WOBURN, Mass. (WBZ NewsRadio) — On Monday, a judge ruled in favor of the Woburn School Committee and the Commonwealth Employment Relations Board to issue a preliminary injunction, ordering striking Woburn teachers to return to the classroom. Despite the court order, union members say they'll continue to be on the picket line.
Tuesday marked the second straight school day canceled at Woburn Public Schools because of the strikes. WBZ's James Rojas spoke to morning demonstrators and Woburn Teachers Association President Barbara Locke.
"It's just too much, we need to have a livable wage for our paraprofessionals, so we're just going to keep going back to that. As far as the community, hang in there because WPS will be a better place because of this," Locke said.
Locke goes on to say paraprofessional salaries start at $22,000 a year.
Negotiations were scheduled to continue on Tuesday. The WSC said in a statement to WBZ NewsRadio that Middlesex Superior Court Judge Maureen Mulligan agreed with the school district that Woburn students will be harmed as a result of canceled classes.
“We urge the WTA and its members to comply with this ruling as we continue negotiations on a successor contract.
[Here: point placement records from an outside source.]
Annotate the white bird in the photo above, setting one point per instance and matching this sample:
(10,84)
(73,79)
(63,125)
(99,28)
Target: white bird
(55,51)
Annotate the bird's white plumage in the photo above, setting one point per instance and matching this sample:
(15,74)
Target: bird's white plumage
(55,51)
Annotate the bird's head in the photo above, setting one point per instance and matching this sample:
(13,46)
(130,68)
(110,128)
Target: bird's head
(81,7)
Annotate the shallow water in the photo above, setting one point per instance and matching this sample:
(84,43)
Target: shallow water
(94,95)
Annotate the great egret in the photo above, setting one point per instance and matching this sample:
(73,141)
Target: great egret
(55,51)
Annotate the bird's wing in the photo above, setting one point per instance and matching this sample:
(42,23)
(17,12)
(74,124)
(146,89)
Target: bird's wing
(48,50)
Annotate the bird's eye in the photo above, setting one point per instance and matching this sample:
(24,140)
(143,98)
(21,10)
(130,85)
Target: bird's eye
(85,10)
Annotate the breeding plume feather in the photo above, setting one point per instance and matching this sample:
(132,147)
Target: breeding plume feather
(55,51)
The Committee remains committed to bargaining in good faith, in the best interests of the children of Woburn, our faculty and staff, and community stakeholders," a spokesperson for the WSC said.
According to the Massachusetts Teachers Association, Woburn teachers have been working under the terms of a contract that expired in September of 2022, claiming that Sunday negotiations ended with Woburn Mayor Scott Galvin and the WSC walking out of the room and using "delay tactics" in later sessions.
The James L. McKeown Boys & Girls Club in Woburn is helping out working families by taking in kids that would normally be at school.